Last week, when it became known that the advisory committee for the OCC award was making recommendations for the current 23rd Summit, the well-known Caribbean novelist and social commentator, Barbados-born George Lamming, said that the 68-year-old Best has been "the most persistent and creative of activists of Caribbean integration".

And he urged the CARICOM leaders to confer on him the OCC.

Earlier in the day, the Prime Ministers of St. Lucia (Dr. Kenny Anthony) and Grenada (Dr. Keith Mitchell) signed the revised Treaty of Chaguaramas.

When the leaders resume their plenary session this morning, the focus will be on an "Overview of the state of the Community" that will include presentations by the President of the Caribbean Development Bank, Dr. Compton Bourne (OE) and the Governor of the Eastern Caribbean Central Bank (ECCB), Sir Dwight Venner.

Unlike previous summits, a significant departure from this one has been the absence of any pre-summit meetings of either the Prime Ministerial Sub-committee on External Negotiations or the Prime Ministerial Sub-committee on the Caribbean Single Market and Economy (CSME).

Jamaica's Prime Minister P.J. Patterson heads the sub-committee dealing with external negotiations, that includes lead responsibility for the Caribbean's Regional Negotiating Machinery (RNM), while Barbados' Prime Minister Owen Arthur chairs the sub-committee on the CSME.

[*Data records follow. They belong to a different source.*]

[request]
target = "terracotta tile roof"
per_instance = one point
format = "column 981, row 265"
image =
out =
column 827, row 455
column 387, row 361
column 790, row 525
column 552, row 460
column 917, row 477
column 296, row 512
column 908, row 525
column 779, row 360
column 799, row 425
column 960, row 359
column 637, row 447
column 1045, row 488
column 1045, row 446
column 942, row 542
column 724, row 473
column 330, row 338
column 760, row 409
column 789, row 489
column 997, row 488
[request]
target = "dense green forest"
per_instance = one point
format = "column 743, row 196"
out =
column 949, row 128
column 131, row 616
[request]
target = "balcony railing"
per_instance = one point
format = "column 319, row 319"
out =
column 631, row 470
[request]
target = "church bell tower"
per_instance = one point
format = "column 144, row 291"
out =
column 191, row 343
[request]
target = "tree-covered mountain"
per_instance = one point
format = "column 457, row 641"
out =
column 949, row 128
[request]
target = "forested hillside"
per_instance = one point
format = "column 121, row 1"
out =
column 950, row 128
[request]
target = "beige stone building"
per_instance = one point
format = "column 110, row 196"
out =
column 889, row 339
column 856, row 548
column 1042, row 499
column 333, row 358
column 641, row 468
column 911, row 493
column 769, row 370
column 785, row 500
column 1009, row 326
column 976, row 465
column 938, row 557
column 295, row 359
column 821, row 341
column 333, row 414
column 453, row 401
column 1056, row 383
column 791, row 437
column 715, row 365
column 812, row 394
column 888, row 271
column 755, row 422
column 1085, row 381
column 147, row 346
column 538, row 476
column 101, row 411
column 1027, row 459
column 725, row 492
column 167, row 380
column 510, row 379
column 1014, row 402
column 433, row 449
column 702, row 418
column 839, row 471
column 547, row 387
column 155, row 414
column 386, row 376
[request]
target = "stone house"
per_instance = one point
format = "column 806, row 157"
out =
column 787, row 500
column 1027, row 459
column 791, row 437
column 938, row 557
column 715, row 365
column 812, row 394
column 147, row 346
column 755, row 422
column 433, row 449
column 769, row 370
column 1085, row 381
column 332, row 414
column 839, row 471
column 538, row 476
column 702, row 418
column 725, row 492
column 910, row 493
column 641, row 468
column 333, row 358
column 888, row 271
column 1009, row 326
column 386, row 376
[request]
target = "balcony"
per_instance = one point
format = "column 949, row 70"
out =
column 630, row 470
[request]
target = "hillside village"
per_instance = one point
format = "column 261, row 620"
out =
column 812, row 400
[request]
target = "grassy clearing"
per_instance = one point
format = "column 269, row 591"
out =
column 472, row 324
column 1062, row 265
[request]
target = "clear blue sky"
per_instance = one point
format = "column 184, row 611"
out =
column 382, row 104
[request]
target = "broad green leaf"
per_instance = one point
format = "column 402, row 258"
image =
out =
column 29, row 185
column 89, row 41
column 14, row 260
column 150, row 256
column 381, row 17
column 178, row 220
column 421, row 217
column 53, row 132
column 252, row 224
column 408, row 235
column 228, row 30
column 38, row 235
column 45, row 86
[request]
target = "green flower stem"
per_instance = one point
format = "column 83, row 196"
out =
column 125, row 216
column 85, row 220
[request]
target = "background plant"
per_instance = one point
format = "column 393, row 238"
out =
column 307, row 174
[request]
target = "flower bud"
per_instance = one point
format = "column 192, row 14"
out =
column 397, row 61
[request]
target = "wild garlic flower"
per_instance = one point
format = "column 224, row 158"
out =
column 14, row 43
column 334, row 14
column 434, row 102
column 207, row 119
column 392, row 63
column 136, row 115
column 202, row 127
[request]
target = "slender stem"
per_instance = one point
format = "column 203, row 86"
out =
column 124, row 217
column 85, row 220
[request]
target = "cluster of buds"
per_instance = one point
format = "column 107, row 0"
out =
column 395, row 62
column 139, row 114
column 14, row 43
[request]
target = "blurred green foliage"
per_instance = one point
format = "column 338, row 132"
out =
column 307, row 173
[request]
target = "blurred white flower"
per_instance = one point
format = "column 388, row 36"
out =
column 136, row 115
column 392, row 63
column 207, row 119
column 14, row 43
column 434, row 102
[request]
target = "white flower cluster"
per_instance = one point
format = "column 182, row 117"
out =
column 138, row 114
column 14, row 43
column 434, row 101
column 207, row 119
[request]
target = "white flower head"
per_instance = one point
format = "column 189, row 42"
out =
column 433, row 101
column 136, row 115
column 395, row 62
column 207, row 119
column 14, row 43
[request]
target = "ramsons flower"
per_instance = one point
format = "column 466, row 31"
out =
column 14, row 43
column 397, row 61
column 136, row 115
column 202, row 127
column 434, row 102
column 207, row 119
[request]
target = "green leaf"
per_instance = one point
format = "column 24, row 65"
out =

Prime Minister Arthur was forced to cut short his involvement in the summit because of a throat infection and left yesterday morning for home, with his Foreign Minister, Billie Miller, assuming leadership of the Barbados delegation.

The financing of the proposed Caribbean Court of Justice and administrative and related matters pertaining to the RNM, as well as the recommendations arising from the pre-summit Civil Society Conference are also to be addressed before the curtains come down this evening on the 23rd Summit.